Lo que sí me importa es elevar la edición a un grado en que haya editores que sepan algo más que edición, o que al menos se preocupen por cuestionar al autor. Correctores que no acepten eso de que el libro lo escribió Zeus y habrás de recibir una descarga eléctrica si te atreves a cuestionarlo. Editores y correctores que duden de sí mismos. Que al menos se pregunten cómo saber si una fracción es mayor o menor que otra. Porque me explico que se les haya olvidado, pero no me explico que no traten de averiguarlo, que lo hayan aceptado. Esos errores (y no las erratas más obvias) sí les cuestan a los estudiantes cuando nadie los advierte: destruyen su autoestima, porque confían en el sabio que les dice que dos más dos son cinco, aunque ellos mismos no puedan comprenderlo. Luego, se sienten incapaces. Y no son incapaces de conocimiento. De lo que son incapaces es de cuestionar la autoridad, porque desde bebés se les ha obligado a someterse.


Yo no soy economista. A veces los artículos de El Trimestre Económico que corrijo me parecen inalcanzables, aunque entienda secciones. Pero ¿sabe usted que me tardo en mi trabajo porque me la paso consultando diccionarios e información a mi alcance? No sólo en esos artículos, que son lo más complejo que llega a mis manos. No me separo del diccionario ni de las consultas. Internet hace injustificable hoy no buscar referencias. Busco incluso palabras que doy por sentadas. No siempre logro llegar a la mayor profundidad de lo que leo, sobre todo si el grado de especialización del contenido es alto, pero al menos rasco la superficie, la estudio someramente si no tengo tiempo de profundizar. Comprendo que en eso consiste mi trabajo. Y es la parte que me tiene enamorado, porque aunque usted siempre me vea sentado, no hay nada menos monótono que leer todos los días algo distinto.

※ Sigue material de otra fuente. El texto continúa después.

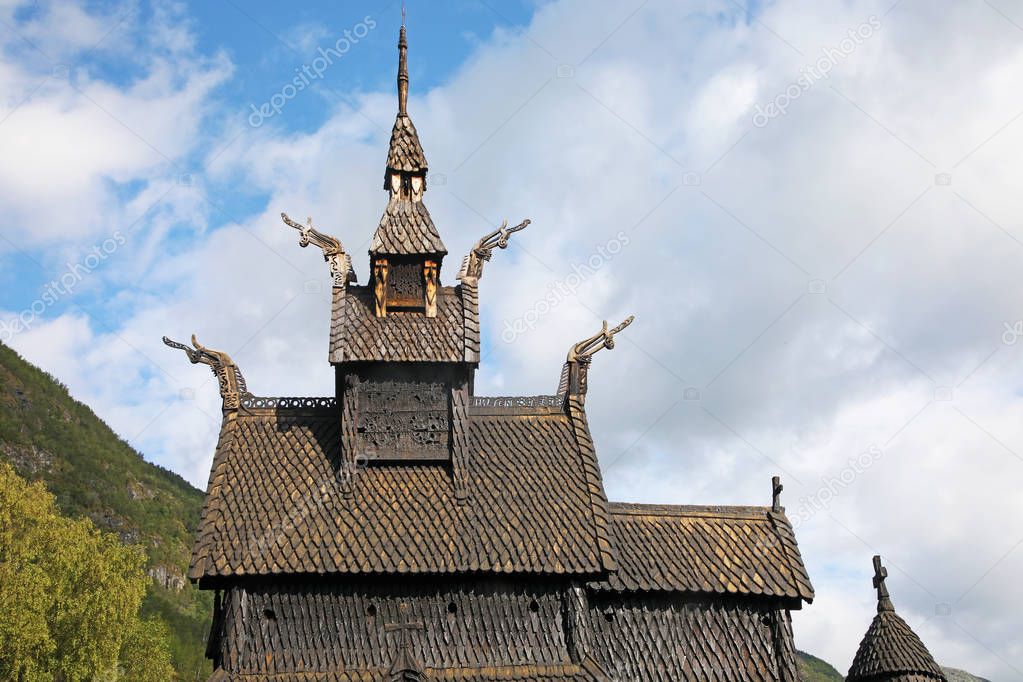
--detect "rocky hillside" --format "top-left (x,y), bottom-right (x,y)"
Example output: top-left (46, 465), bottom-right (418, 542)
top-left (0, 344), bottom-right (212, 680)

¿Que me estoy poniendo a mí mismo como el corrector/editor ideal? ¿Que por ello peco de soberbia? Puede ser, pero mi soberbia no es más grande que la de la petición que me pide tenerle miedo a la ira de un autor ante una marquita roja. Mi soberbia no es más grande que la de aquel que se atreve a pensar que si ya tienes un doctorado en cualquier disciplina (incluso en literatura o comunicación) no necesitas un poquito más de conocimiento y problematización para editar un libro. Mi soberbia es más pequeña que la de cualquier pobre cándido que acusa a otro por tener una ideología sin tener noticia siquiera de que nadie canta mal las rancheras en este asunto. Mi soberbia está aunada a un criterio y a un fin, tiene un sentido. Y mi criterio no mecánico se corrige con el reconocimiento de sus propios errores. Es una soberbia tan anarquista como el mismo método científico. Porque la edición, sin ser ciencia, es una revolución que termina cuando el libro se institucionaliza, al publicarse y volverse falseable, igual que el método científico, sin ser edición, es una revolución que termina cuando sus resultados comienzan a difundirse, para que puedan cuestionarse. Y mejor aún: hace unas cuantas semanas encontré a un barbero que entendía que su trabajo estaba institucionalizado ya cuando el corte estaba terminado y uno salía a la calle a que lo criticaran. Los oficios hay que tomarlos en serio, sobre todo si eres un gobierno que busca credibilidad. Y compréndanlo, sobre todo los que están muy preocupados por asentar la autoridad desde la familia y la educación: aceptar la autoridad es útil, pero si se ha de esperar que en algo confíen quienes aceptan la autoridad, necesitan de aquellos que la cuestionan, para que los comunicados tengan coherencia. ESTO ES MÁS VÁLIDO EN LA ERA DE LA INTELIGENCIA ARTIFICIAL, CUANDO LOS SABOTEADORES Y LOS DELINCUENTES TIENEN LA POSIBILIDAD DE GENERAR MATERIALES QUE PARECEN CONFIABLES.